Wednesday, December 15, 2010

Fire Your Bad Clients

One thing you learn early, running a business even as small as mine, is that a customer who starts troublesome will stay troublesome. The person who's willing to take an hour of your time on the phone, getting free advice and diagnostics before (possibly) agreeing to book an appointment, is precisely the same person who will no-show, and who will fail to pay for the appointments he does show up for. He's often the same person who will make inappropriate remarks and push boundaries. These clients are rare -- I've only had a couple of them in four years of practice -- but they can take up an inordinate amount of time, if you let them. My advice is save your effort: go the extra mile for clients who don't start off by asking for extra miles.

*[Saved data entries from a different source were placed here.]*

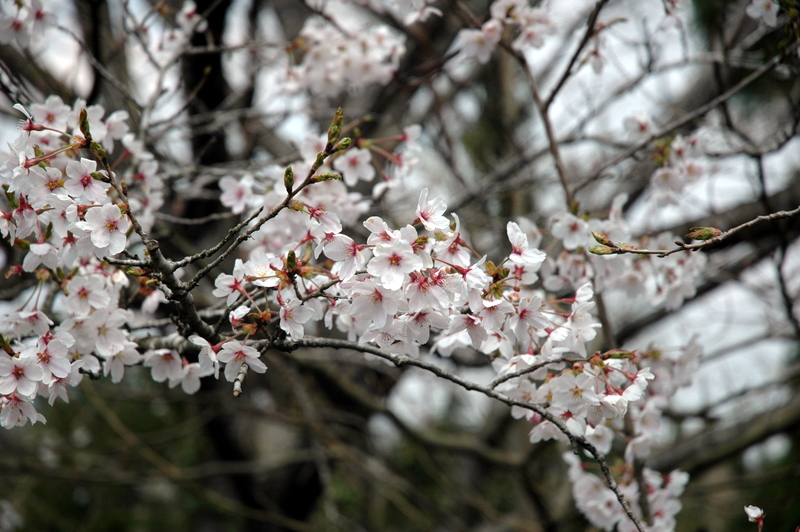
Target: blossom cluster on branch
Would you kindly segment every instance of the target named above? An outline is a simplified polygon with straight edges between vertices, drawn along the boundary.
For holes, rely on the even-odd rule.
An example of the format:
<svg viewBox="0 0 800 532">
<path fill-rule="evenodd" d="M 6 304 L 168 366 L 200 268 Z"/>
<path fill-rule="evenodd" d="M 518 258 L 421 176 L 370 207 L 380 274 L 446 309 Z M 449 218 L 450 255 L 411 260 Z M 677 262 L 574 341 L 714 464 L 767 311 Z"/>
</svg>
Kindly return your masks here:
<svg viewBox="0 0 800 532">
<path fill-rule="evenodd" d="M 442 356 L 459 347 L 483 352 L 493 358 L 497 390 L 531 405 L 512 411 L 533 424 L 531 442 L 580 438 L 607 453 L 619 436 L 628 441 L 625 456 L 633 464 L 656 441 L 665 394 L 689 379 L 685 360 L 653 359 L 655 352 L 591 352 L 587 345 L 600 326 L 592 315 L 592 280 L 613 285 L 613 267 L 570 240 L 588 228 L 572 214 L 554 225 L 564 252 L 551 261 L 544 279 L 545 286 L 573 291 L 568 298 L 535 288 L 547 256 L 529 241 L 540 236 L 532 222 L 509 222 L 510 253 L 487 260 L 465 240 L 458 216 L 448 218 L 445 202 L 430 198 L 428 189 L 406 225 L 390 227 L 371 216 L 362 222 L 369 233 L 365 241 L 348 236 L 345 228 L 359 223 L 368 202 L 342 182 L 363 171 L 354 162 L 358 149 L 348 150 L 350 139 L 340 138 L 341 114 L 313 163 L 298 161 L 280 178 L 221 180 L 222 203 L 250 220 L 240 228 L 249 237 L 242 245 L 246 257 L 214 280 L 212 295 L 230 332 L 209 334 L 187 326 L 183 334 L 199 348 L 195 356 L 191 349 L 142 349 L 129 326 L 161 301 L 182 297 L 160 282 L 168 272 L 136 255 L 162 201 L 153 160 L 135 147 L 114 115 L 103 121 L 102 110 L 71 109 L 51 97 L 31 111 L 2 173 L 9 209 L 0 229 L 26 252 L 11 271 L 35 271 L 39 279 L 18 311 L 3 320 L 0 421 L 6 428 L 44 421 L 35 397 L 49 397 L 51 404 L 68 400 L 67 387 L 101 371 L 119 382 L 126 366 L 141 363 L 154 381 L 180 385 L 186 393 L 196 392 L 201 378 L 220 373 L 235 382 L 245 366 L 263 373 L 259 349 L 277 342 L 276 335 L 290 344 L 321 326 L 344 334 L 356 349 L 373 343 L 412 356 L 425 345 Z M 411 144 L 411 137 L 398 138 Z M 115 140 L 126 146 L 120 161 L 131 159 L 124 173 L 112 169 L 120 161 L 98 169 L 98 163 L 108 165 Z M 335 168 L 344 178 L 332 172 Z M 295 182 L 295 175 L 306 177 Z M 259 217 L 262 211 L 269 214 Z M 608 223 L 624 229 L 620 220 L 603 227 Z M 687 270 L 685 262 L 671 267 Z M 138 305 L 123 303 L 121 292 L 137 278 L 145 297 Z M 661 376 L 657 393 L 649 386 L 653 371 Z M 586 477 L 573 476 L 579 494 L 578 480 Z M 647 478 L 651 506 L 660 504 L 657 515 L 671 523 L 680 489 Z M 629 485 L 635 486 L 632 478 Z M 609 509 L 604 492 L 597 493 L 595 502 L 581 495 L 590 519 L 612 524 L 627 519 L 622 506 Z"/>
</svg>

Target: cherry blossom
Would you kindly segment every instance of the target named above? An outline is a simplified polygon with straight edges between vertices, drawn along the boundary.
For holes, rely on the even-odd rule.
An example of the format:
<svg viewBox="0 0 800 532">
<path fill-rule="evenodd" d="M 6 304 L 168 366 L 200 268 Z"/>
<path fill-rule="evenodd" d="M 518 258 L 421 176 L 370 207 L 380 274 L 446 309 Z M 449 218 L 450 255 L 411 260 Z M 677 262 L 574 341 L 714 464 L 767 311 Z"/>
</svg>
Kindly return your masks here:
<svg viewBox="0 0 800 532">
<path fill-rule="evenodd" d="M 342 173 L 344 182 L 352 187 L 358 181 L 372 181 L 375 167 L 372 166 L 372 154 L 362 148 L 350 149 L 333 161 L 333 167 Z"/>
<path fill-rule="evenodd" d="M 266 255 L 265 255 L 266 257 Z M 267 282 L 266 278 L 262 278 L 261 273 L 267 273 L 266 270 L 255 270 L 258 266 L 253 265 L 254 274 L 258 277 L 259 280 Z M 225 297 L 227 296 L 227 303 L 228 305 L 232 304 L 236 301 L 236 298 L 241 295 L 240 293 L 244 290 L 244 277 L 246 275 L 244 263 L 241 259 L 236 259 L 236 263 L 233 267 L 233 275 L 229 275 L 227 273 L 221 273 L 217 277 L 217 280 L 214 281 L 214 285 L 216 288 L 214 289 L 211 294 L 215 297 Z"/>
<path fill-rule="evenodd" d="M 30 399 L 19 394 L 0 396 L 0 425 L 6 429 L 25 425 L 30 421 L 44 423 L 44 416 L 36 411 Z"/>
<path fill-rule="evenodd" d="M 303 324 L 306 323 L 314 315 L 314 311 L 306 306 L 303 302 L 294 299 L 281 306 L 281 329 L 289 333 L 293 340 L 299 340 L 303 337 Z"/>
<path fill-rule="evenodd" d="M 341 265 L 335 273 L 338 273 L 343 281 L 351 279 L 357 271 L 363 270 L 367 263 L 364 252 L 346 235 L 334 235 L 325 245 L 324 251 L 326 256 Z"/>
<path fill-rule="evenodd" d="M 394 316 L 397 312 L 401 297 L 397 290 L 365 281 L 352 284 L 350 291 L 353 294 L 353 303 L 349 311 L 356 318 L 368 318 L 376 326 L 383 327 L 387 316 Z"/>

It's not just the time, it's the expense of spirit. One of the main reasons to work for yourself is that if you don't like working with someone, you can just stop. You don't have to be rude, and you don't have to blame them: you can just say that you don't think you're the right therapist for them, that you don't think they're benefiting from your massage as they ought to, and that they should try someone else. It's not that hard. They can't make you schedule another appointment.

You owe it to your other clients not to let the rare unpleasant person poison your work. Massage is just not something you can do well with a troubled and turbulent spirit. One person who leaves you feeling humiliated and ill-used can lower the quality of a whole subsequent week's work. Even in simple business terms, it's not worth it. Your peace of mind is your stock in trade, when you do massage: that's half of why people come to you, to get a sense that there's a world of calm and peace out there, somewhere, where people have the time and attention to spare to touch them lovingly, even if they can only get it for an hour at a time. The last thing anyone wants is a harried, unhappy, distracted massage therapist.

One of my massage books advised therapists, as part of maintaining therapeutic boundaries, not to tell their clients if they were having a bad day, or if they were going through troubled times. The massage session should be about the client, not about the therapist. I thought this was excellent advice: the only problem with it was that -- like so much excellent advice -- it was impossible to follow. If I spend an hour and a half touching somebody, they know damn well what kind of day I had. Skin doesn't lie. That's one of the reasons I got into massage in the first place: because of the fundamental honesty of it.

No. You can't afford bad clients. They'll wreck your practice. You have to bite the bullet and fire them.